Ian O'Riordan: The madness of the long distance runner
Ron Hill clocked up over 150,000 miles, the equivalent of running six times around the world
Mick Clohisey in the marathon in Rio. “I’ve seen some pictures of myself in Rio, and can’t believe how bad I look.” Photograph: INPHO/Morgan Treacy
“People think we’re mad, but this is our golf,” which, according to Fergal Somerville, is the reason why he and 15 other hardy souls are spending Saturday morning in the officially freezing waters of Lough Dan in the Wicklow Mountains to claim that world-unrenowned title of International Ice Mile Swimmer.
There is a grave danger of hypothermia – if they don’t die of a heart attack first – and it’s not even a race. Most of them couldn’t care less whether they make it home in time for the rugby.
Daniel Day-Lewis once told me the reason he loves living in Ireland is because whenever people describe him as mad they mean it as a compliment. It’s probably why whenever we describe ourselves as a sports-mad nation we mean that in a good way. Except that everyone has their own definition of madness.
Rowing solo across the Atlantic for no other reason than satisfying your wandering desires could be considered insane, although Gavan Hennigan’s effort is being hailed by those in the know as a stroke of pure genius. Indeed, as Aristotle quoted Plato, “no excellent mind is without a tinge of madness”.
It took the 35-year-old from Galway a mere 49 days, 11 hours and 37 minutes, crossing from the Canaries to arrive in Antigua on Wednesday night, and although that was a race Hennigan’s prime motivation was “to live life” – so much so that he ha’s threatening to row back home as a sort of lap of honour. Madness, indeed.
Despite it now becoming a sort of modern opium for people, the long distance runner, who often sets out for no other reason than sheer pleasure of it, still gets the mad rap, probably not helped by people like Ron Hill.
Last Sunday morning Hill looked at the pair of running shoes lying outside the back door at his home in Hyde near Manchester and decided “no more”.
So, for the first time in over half a century, he took a day off – as in no running whatsoever. So ended the longest consecutive daily-running streak known to mankind. Or at least since our wiry old hunter-gatherer ancestors.
Hill, a three-time Olympian and European marathon champion, has been recording his daily runs since December 20th, 1964, and had not missed a day in the over 52 years since – 19,032 days to be exact.
It is, of course, a record built on good faith, although according to the US Running Streak Association who somehow keep tabs on this, to qualify a run must be “at least one continuous mile within each calendar day under one’s own body power”.
Illness and injury had threatened Hill’s streak in the past yet still he kept going, clocking up over 150,000 miles – the equivalent of running six times around the world.
Pain in his heart
“Some people never go mad,” said Charles Bukowski. “What truly horrible lives they must lead.”
Still, this doesn’t begin to answer the question of why we run.
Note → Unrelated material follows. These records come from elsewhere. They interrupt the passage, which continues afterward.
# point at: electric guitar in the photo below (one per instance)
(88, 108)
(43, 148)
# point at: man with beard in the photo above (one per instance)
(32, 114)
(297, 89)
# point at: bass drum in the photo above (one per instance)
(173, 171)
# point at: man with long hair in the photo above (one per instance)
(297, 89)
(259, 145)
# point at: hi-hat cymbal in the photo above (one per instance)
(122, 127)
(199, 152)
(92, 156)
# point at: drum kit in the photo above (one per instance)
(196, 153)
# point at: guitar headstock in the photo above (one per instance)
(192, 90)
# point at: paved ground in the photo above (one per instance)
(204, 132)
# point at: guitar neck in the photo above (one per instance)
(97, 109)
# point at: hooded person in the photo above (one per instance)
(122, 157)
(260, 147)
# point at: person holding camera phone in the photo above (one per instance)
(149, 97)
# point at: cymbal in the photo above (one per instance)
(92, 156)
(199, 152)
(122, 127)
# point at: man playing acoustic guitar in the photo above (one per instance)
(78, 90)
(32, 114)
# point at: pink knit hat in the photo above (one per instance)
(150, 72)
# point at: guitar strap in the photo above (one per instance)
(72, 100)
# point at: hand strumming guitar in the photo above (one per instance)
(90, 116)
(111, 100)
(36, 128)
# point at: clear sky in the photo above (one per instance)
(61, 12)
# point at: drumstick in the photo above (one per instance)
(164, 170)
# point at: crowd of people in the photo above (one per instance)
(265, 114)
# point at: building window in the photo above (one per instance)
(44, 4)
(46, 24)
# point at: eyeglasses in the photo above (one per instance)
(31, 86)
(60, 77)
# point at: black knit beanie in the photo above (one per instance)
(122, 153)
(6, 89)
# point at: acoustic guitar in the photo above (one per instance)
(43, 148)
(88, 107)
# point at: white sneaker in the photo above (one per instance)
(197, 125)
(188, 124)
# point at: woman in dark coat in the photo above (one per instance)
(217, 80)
I was thinking about this after running into Mick Clohisey on Grand Canal Quay last week – six months after the Rio Olympics where Clohisey had run himself to an absolute standstill to finish 103rd in the marathon, his 2:26:34 over 11 minutes outside his best.
After going to considerable lengths to qualify (twice running inside the standard, with a best of 2:15:10), his Olympic dream turned into a nightmare – an infected blister first undoing some critical training, before a virus left him looking and feeling like a pale shadow of himself.
“I’ve seen some pictures of myself in Rio, and can’t believe how bad I look,” he says, and some people reckon Clohisey was mad to finish. “Obviously the plan was to perform to the best of my ability, but that didn’t happen. But ‘you finish, always’, as my coach Dick Hooper tells me. I’d a lot of family and friends there, and it was important to get through it.”
“Maybe I didn’t hype up the Olympics as much as some other people do, but I always knew there is more to running. I’ve moved on, to be honest. It still means a lot to have competed in Rio, but I’m running the London Marathon in April, hopefully the World Championships there this summer as well.
“I’m holding up okay, still enjoy running, definitely feel I’ve more to give, and would like to show that.”
Starting with the European Club Cross-Country with Raheny Shamrocks in Albufeira, Portugal, on Sunday, their prize for winning a first Irish men’s team cross-country title last November. It’s mad, but Clohisey sounds more excited about that than he did Rio. Except that everyone has their own definition of madness.